マリアンヌはこの静まり返った空気を楽しむように続ける。
「お前達も知っての通り、先日我が軍は敗戦した。それも長く防衛し続けた敵国アトラスとの防衛ラインにある三日月峠のダイアル城塞を失った。それはこのプルートにおいて重大なる損害だ、民草からすれば今から徐々に治安が悪化していくのは不安であろう、そして商人からすればその治安の悪化が商品の流通に大打撃を与え死活問題にすらなりえる」
マリアンヌは体全体を使って、身振り手振り”お前たち苦しいだろう?”と民衆に訴えかける。その震える声音は切実さを訴えかけ、表情はまるでマリアンヌ自身に降りかかっていることを嘆いているようだった。
民衆たちの不安をあおるように懸案事項をずらずらと述べていくマリアンヌ。
しかし心の奥底から民たちの生活を案じているか、というと…
否!
マリアンヌは心の中では胸を痛めるどころか、完全にせせら笑っていた。
だがしかし、集まった商人たちはその言葉に表情を険しくさせ、集まった民衆たちは襲い掛かってくる未来の不安に押しつぶされそうな表情をする。
それはまるでマリアンヌの言葉によって操られているように…。
集まった人間達の不安そうな表情を視線を走らせるようにして隈無く確認すると、マリアンヌは「よし!」と固く握られたコブシを天高く突き上げた。
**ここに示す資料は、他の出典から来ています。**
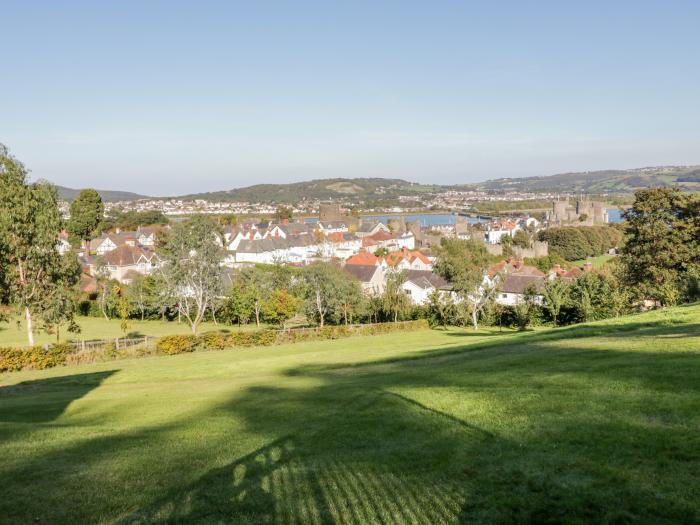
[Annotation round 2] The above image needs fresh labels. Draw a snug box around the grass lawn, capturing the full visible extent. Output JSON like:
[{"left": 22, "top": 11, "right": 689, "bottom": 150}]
[
  {"left": 571, "top": 255, "right": 615, "bottom": 268},
  {"left": 0, "top": 306, "right": 700, "bottom": 524},
  {"left": 0, "top": 317, "right": 266, "bottom": 346}
]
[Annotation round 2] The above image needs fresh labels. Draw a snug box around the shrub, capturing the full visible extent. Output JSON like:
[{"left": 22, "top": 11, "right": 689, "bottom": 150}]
[
  {"left": 157, "top": 335, "right": 200, "bottom": 355},
  {"left": 199, "top": 332, "right": 230, "bottom": 350},
  {"left": 228, "top": 330, "right": 277, "bottom": 347},
  {"left": 0, "top": 345, "right": 71, "bottom": 372}
]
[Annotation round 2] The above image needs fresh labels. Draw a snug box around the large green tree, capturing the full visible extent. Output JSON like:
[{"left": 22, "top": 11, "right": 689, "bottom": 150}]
[
  {"left": 303, "top": 263, "right": 349, "bottom": 328},
  {"left": 382, "top": 271, "right": 411, "bottom": 323},
  {"left": 66, "top": 189, "right": 105, "bottom": 253},
  {"left": 434, "top": 239, "right": 497, "bottom": 330},
  {"left": 160, "top": 216, "right": 223, "bottom": 335},
  {"left": 0, "top": 145, "right": 79, "bottom": 345},
  {"left": 621, "top": 188, "right": 700, "bottom": 305}
]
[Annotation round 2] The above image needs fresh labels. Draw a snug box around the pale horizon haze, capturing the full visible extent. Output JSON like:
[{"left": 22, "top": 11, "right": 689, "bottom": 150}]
[{"left": 0, "top": 1, "right": 700, "bottom": 196}]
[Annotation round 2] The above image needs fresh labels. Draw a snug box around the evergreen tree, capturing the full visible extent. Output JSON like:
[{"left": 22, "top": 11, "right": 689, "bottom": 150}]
[
  {"left": 621, "top": 188, "right": 700, "bottom": 305},
  {"left": 0, "top": 145, "right": 79, "bottom": 345},
  {"left": 66, "top": 189, "right": 105, "bottom": 254}
]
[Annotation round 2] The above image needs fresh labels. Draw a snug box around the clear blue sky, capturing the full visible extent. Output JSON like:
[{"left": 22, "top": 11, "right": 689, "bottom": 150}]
[{"left": 0, "top": 0, "right": 700, "bottom": 195}]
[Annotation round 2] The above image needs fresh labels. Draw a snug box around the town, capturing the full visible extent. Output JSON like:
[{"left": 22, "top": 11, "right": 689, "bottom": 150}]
[
  {"left": 0, "top": 0, "right": 700, "bottom": 525},
  {"left": 65, "top": 200, "right": 616, "bottom": 312}
]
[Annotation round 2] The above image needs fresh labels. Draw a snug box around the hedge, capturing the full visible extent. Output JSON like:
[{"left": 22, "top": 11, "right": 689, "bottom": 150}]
[
  {"left": 0, "top": 319, "right": 429, "bottom": 372},
  {"left": 0, "top": 345, "right": 72, "bottom": 372},
  {"left": 157, "top": 335, "right": 204, "bottom": 355}
]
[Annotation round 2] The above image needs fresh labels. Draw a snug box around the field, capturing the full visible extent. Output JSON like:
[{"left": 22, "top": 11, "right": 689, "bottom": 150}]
[
  {"left": 0, "top": 317, "right": 260, "bottom": 346},
  {"left": 0, "top": 306, "right": 700, "bottom": 524},
  {"left": 571, "top": 255, "right": 615, "bottom": 268}
]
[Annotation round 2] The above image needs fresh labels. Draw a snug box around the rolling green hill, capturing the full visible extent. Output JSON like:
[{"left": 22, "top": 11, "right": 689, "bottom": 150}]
[
  {"left": 0, "top": 306, "right": 700, "bottom": 524},
  {"left": 476, "top": 166, "right": 700, "bottom": 193},
  {"left": 180, "top": 178, "right": 443, "bottom": 204},
  {"left": 56, "top": 186, "right": 147, "bottom": 202}
]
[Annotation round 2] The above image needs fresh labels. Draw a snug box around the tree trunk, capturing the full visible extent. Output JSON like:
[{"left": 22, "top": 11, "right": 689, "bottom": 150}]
[
  {"left": 100, "top": 288, "right": 109, "bottom": 321},
  {"left": 24, "top": 306, "right": 34, "bottom": 346}
]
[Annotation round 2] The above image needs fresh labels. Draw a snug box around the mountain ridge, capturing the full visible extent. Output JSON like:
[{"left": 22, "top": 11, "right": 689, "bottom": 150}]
[{"left": 52, "top": 165, "right": 700, "bottom": 204}]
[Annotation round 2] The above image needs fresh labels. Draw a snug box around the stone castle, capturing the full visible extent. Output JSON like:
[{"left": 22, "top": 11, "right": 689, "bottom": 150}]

「だがその不安、我が払拭してやる! 民衆たちよ、商人たちよ、安心しろ!治安が悪化する前に、流通が滞る前に城塞を彼奴らの手から奪い返してやる! そしてお前達に教えてやる!誰に付き従うのが正解なのかを! 次、我が帰還する際にはお前達の歓声によって我を出迎えよ!さぁ我を崇めよ!そして期待していろ!我がアトラスのゴミどもを血祭りに上げるさまを!!」
商人たちは各々、持っていた商品をポトリと地面に落とした
そしてそれがまるで歓声への号令となったかのように
「「ウオォォォォオオォオォォオオォオォオオオ!!!!」」
それらを確認するとマリアンヌは次に周りの兵達に見回してこう言った。
「そして兵士、騎士の諸君、貴公らにも伝えておかねばならないことがあるのだ」
そう言ったマリアンヌ、声のトーンは今までとまったく違って重々しく声に重石が乗っているかのような声音だった。
そしてマリアンヌは自分の馬車の一番近くにいる立派な髭を蓄えた1人の将を指差す。
「もしこの戦いに負けたら、そこにいるムンガル将軍が死罪となる」
指差された将軍の瞳孔が大きく見開く。